NIMBLE: a toolkit for the implementation of parallel data mining and machine learning algorithms on mapreduce

  • Authors:
  • Amol Ghoting;Prabhanjan Kambadur;Edwin Pednault;Ramakrishnan Kannan

  • Affiliations:
  • IBM Thomas J. Watson Research Center, Yorktown Heights, NY, USA;IBM Thomas J. Watson Research Center, Yorktown Heights, NY, USA;IBM Thomas J. Watson Research Center, Yorktown Heights, NY, USA;IBM Thomas J. Watson Research Center, Yorktown Heights, NY, USA

  • Venue:
  • Proceedings of the 17th ACM SIGKDD international conference on Knowledge discovery and data mining
  • Year:
  • 2011

Quantified Score

Hi-index 0.00

Visualization

Abstract

In the last decade, advances in data collection and storage technologies have led to an increased interest in designing and implementing large-scale parallel algorithms for machine learning and data mining (ML-DM).

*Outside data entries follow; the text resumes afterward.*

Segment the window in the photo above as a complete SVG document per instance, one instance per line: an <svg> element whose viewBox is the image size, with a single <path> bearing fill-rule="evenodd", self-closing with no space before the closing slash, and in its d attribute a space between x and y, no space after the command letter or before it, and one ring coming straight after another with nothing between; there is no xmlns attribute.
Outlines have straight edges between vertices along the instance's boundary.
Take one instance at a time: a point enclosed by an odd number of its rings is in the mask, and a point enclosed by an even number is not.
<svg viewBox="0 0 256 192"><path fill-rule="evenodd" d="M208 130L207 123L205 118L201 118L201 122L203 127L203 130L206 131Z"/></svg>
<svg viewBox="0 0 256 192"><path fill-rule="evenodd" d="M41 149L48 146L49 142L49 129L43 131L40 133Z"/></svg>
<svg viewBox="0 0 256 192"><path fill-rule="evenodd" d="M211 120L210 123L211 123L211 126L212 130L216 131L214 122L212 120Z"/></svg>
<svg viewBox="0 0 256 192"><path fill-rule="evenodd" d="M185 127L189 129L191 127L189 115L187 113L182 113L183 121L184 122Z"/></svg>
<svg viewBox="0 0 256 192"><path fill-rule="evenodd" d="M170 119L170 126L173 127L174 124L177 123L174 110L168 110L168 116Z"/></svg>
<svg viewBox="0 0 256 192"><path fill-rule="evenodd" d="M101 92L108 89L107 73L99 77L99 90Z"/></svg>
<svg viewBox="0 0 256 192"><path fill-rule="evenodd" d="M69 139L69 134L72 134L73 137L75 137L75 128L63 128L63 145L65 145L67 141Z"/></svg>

Existing programming paradigms for expressing large-scale parallelism such as MapReduce (MR) and the Message Passing Interface (MPI) have been the de facto choices for implementing these ML-DM algorithms. The MR programming paradigm has been of particular interest as it gracefully handles large datasets and has built-in resilience against failures. However, the existing parallel programming paradigms are too low-level and ill-suited for implementing ML-DM algorithms. To address this deficiency, we present NIMBLE, a portable infrastructure that has been specifically designed to enable the rapid implementation of parallel ML-DM algorithms. The infrastructure allows one to compose parallel ML-DM algorithms using reusable (serial and parallel) building blocks that can be efficiently executed using MR and other parallel programming models; it currently runs on top of Hadoop, which is an open-source MR implementation. We show how NIMBLE can be used to realize scalable implementations of ML-DM algorithms and present a performance evaluation.